“My child likes to hold the toothbrush but screams when I brush for her”. Rest assured, parents, you are not alone! This behavior starts for most children by 12 months, and may last until a child is 3 or 4 (longer if brushing is not a routine task at home). This is not an indication that brushing hurts, or that a child is in pain. This is a normal and appropriate manifestation of a child trying to control their situation. Children are learning to do things by themselves at these ages which is great, and on track with developmental norms, but it can become a struggle for toothbrushing (among other things), especially for children that are strong willed. There are a few things a parent can keep in mind when dealing with brushing associated tantrums.
Remember that brushing your child’s teeth does not hurt him or her, and not brushing will cause more pain in the future. Try to think about tooth brushing the way you think about other things that have to be done, whether a child likes it or not. For example, many children do not like having to be buckled into their car seats. We do it anyway because we know it is for their own safety, (and doesn’t hurt). Tooth brushing should be thought of the same way; something that must be done, and will not cause psychological trauma later in life because you forced the tooth brushing to keep your child healthy.

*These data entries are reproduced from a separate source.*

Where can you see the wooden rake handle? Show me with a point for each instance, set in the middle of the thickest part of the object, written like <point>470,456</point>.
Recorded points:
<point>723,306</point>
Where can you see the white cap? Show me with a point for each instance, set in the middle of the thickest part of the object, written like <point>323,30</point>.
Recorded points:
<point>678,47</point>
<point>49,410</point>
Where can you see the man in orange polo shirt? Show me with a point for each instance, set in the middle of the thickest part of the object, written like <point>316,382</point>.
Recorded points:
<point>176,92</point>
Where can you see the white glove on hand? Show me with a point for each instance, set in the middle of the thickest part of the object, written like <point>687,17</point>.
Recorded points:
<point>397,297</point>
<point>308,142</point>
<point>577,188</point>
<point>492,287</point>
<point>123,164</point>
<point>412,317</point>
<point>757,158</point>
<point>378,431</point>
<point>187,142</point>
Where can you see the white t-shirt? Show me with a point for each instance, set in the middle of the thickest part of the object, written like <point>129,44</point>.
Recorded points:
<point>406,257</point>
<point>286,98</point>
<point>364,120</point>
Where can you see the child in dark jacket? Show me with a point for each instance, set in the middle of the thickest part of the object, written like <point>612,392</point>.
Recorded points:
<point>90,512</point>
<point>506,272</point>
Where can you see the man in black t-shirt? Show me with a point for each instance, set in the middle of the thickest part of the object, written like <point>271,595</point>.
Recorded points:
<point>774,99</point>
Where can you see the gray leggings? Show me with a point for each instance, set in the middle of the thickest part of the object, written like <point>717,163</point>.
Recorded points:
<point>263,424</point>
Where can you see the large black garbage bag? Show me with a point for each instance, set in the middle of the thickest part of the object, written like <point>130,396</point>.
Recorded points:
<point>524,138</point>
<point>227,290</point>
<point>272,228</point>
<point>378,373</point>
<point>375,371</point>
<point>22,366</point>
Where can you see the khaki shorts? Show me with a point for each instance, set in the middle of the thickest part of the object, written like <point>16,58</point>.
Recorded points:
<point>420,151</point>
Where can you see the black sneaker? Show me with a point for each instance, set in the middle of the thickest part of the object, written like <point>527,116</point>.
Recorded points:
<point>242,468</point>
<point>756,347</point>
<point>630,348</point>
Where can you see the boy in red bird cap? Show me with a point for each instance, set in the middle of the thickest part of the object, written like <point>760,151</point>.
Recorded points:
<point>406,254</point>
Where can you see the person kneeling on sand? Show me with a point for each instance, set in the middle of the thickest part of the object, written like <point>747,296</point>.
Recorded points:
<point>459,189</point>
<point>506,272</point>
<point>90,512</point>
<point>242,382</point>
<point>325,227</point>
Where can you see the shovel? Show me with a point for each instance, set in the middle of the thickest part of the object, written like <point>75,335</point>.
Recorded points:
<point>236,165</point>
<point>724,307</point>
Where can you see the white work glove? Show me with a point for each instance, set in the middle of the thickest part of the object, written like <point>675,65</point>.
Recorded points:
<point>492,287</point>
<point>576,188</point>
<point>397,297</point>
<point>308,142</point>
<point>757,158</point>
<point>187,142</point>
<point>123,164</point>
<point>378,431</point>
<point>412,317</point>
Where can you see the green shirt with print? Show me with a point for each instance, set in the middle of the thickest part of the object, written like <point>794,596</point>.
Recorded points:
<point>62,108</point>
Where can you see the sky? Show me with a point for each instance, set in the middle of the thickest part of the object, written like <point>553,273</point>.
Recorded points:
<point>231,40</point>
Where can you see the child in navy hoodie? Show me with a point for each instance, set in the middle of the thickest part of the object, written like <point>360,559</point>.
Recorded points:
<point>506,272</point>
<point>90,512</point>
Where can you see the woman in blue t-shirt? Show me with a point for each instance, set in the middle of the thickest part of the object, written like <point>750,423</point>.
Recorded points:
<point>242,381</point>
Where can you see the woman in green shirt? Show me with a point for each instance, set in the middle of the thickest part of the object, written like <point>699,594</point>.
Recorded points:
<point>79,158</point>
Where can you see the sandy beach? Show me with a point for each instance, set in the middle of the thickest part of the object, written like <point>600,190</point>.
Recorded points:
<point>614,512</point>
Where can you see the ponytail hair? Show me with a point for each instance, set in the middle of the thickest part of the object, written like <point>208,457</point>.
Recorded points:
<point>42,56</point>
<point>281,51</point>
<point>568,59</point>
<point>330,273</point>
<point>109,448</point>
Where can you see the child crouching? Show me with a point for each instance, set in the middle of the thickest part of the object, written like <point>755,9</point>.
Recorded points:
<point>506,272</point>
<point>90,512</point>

We have learned from educators that when given a choice, children feel more in control of their situation and are more likely to do what is asked of them. Parents should control the choices, however. For example, you can say, “Mom is going to help you brush, but would you like me to brush your top teeth or your bottom teeth first?” Or you can say, “It’s time to brush our teeth, would you like to do it in my bathroom or yours?” Allowing a child to choose a song or video to listen to while brushing, or reading an extra book if you only have to ask once to brush are things you can try. This takes practice, but soon it becomes second nature. Kids will be more willing to do what we ask when the option to say “no” is not there. Giving your child a turn to brush can be helpful, but parents should always have a turn as well to make sure it is done properly. Having your child brush on their own or chew on the toothbrush is not effective enough brushing to remove the sticky plaque on their teeth.
For the infant or toddler who hates brushing, it is perfectly okay and recommended to force the tooth brushing routine. Doing this consistently will teach a child that mom or dad make the rules, and they are still ok after the brushing is over. Giving a big hug and kiss after brushing reassures a child that you love and care for them, even when they are mad. This in turn, teaches coping skills and establishes the comfort of routines.